Ora, como sabido é, o conceito de crime continuado é definido como a realização plúrima do mesmo tipo ou de vários tipos de crime que fundamentalmente protejam o mesmo bem jurídico, executada por forma essencialmente homogénea e no quadro da solicitação de uma mesma situação exterior que diminua consideravelmente a culpa do agente, sendo que, a não verificação de um dos pressupostos da figura do crime continuado impõe o seu afastamento, fazendo reverter a figura da acumulação real ou material”; (cfr., v.g., o Acórdão de 21.07.2005, Proc. n.°135/2005).

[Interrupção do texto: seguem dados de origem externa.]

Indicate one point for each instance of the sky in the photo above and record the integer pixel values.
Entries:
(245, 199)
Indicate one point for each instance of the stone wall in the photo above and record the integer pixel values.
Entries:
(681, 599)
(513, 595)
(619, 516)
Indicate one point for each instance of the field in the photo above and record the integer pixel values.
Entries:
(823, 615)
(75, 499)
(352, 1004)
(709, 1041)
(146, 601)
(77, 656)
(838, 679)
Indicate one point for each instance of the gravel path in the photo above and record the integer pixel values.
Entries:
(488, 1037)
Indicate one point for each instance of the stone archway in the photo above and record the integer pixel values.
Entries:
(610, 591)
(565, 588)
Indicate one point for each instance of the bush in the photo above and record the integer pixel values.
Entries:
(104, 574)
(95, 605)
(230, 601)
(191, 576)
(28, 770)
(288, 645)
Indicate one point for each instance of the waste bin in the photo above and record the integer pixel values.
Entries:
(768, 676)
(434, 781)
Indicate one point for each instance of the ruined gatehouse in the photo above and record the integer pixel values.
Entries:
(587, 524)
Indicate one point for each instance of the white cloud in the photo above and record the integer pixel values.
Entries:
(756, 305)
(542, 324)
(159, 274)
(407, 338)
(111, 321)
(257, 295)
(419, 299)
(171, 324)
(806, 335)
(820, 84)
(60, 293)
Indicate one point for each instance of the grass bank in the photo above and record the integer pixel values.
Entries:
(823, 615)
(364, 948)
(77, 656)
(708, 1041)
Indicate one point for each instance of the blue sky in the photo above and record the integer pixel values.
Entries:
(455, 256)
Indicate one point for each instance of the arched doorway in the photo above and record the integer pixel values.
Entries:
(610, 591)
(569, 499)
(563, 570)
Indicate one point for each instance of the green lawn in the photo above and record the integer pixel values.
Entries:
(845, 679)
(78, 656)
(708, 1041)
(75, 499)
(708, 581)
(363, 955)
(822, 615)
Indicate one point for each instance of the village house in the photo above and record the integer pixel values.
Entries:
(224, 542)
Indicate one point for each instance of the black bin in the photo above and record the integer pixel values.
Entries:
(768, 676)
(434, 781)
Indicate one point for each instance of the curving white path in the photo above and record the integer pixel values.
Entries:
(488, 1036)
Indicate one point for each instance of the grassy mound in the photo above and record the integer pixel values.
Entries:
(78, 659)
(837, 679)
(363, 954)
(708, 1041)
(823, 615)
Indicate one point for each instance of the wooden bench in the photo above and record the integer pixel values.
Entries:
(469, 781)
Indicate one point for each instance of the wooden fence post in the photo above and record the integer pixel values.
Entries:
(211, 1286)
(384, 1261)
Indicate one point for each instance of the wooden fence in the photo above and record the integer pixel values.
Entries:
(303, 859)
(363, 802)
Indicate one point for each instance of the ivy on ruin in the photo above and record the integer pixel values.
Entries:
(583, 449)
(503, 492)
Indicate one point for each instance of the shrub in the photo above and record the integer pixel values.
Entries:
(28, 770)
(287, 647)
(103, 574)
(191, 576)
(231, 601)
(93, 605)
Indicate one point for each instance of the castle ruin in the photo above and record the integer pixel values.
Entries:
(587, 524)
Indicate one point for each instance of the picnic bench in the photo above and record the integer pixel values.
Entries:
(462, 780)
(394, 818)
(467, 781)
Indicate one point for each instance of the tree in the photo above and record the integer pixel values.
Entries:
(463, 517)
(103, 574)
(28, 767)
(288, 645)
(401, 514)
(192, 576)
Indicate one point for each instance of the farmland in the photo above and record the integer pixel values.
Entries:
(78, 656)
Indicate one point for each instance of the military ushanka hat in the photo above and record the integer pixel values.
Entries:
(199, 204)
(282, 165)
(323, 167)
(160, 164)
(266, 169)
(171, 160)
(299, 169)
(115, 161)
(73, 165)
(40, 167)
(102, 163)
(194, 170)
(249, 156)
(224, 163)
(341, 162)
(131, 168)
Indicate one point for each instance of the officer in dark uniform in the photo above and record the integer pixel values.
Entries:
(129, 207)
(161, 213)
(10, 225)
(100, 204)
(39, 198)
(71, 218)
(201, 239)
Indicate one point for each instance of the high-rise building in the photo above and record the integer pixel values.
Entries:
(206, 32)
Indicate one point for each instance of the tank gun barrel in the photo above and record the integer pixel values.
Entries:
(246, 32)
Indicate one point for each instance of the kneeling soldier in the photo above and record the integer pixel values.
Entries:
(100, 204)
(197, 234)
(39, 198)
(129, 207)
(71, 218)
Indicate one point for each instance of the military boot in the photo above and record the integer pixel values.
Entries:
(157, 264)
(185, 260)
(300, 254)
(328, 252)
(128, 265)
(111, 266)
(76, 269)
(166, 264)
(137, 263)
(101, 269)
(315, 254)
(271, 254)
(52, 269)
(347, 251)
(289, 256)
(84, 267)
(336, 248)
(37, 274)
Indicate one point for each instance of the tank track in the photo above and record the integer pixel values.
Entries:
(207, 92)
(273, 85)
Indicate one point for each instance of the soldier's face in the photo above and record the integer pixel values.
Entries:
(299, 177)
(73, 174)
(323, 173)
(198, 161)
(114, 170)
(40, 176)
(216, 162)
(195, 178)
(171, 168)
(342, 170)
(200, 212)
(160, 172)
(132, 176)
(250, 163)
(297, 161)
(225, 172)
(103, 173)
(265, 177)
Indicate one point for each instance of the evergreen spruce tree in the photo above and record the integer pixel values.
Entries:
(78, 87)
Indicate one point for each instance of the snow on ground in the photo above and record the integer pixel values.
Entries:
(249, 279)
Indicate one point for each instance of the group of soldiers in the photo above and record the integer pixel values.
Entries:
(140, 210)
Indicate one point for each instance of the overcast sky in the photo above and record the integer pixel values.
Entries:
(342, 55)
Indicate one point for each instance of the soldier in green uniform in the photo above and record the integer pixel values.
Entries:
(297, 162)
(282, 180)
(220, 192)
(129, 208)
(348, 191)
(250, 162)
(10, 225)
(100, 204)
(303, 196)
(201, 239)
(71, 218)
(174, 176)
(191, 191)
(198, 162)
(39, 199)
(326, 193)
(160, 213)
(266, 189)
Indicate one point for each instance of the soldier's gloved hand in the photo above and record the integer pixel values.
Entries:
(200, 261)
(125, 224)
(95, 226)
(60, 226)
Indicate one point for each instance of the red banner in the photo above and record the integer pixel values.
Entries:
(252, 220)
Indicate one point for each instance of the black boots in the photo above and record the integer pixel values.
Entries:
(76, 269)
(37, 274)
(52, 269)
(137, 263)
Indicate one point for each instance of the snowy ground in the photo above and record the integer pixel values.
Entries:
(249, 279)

E, ponderando no descrito “modus operandi”, que implicava uma série de operações e procedimentos, e assim, a ultrapassagem (de uma série) de “obstáculos”, razoável parece a consideração que inverificado está o pressuposto da mencionada “situação exterior que diminua consideravelmente a culpa do agente”.
Porém, a factualidade provada não explicita se, (v.g.), num mesmo dia, (e se de uma só vez), realizou o recorrente (apenas) uma ou várias (mais) “operações” para se apoderar de (várias) quantias monetárias.
–– Por sua vez, é sabido que os prazos da prescrição do procedimento criminal variam de acordo com as penas aplicáveis aos respectivos crimes, e que, no caso do crime dos presentes autos, de “burla”, a pena para o mesmo varia consoante o montante pecuniário defraudado, (cfr., art. 110° e 211° do C.P.M.), importando também atentar na “data de cometimento do crime” e se em causa está a figura do “crime continuado”; (cfr., fls. 111° do mesmo Código).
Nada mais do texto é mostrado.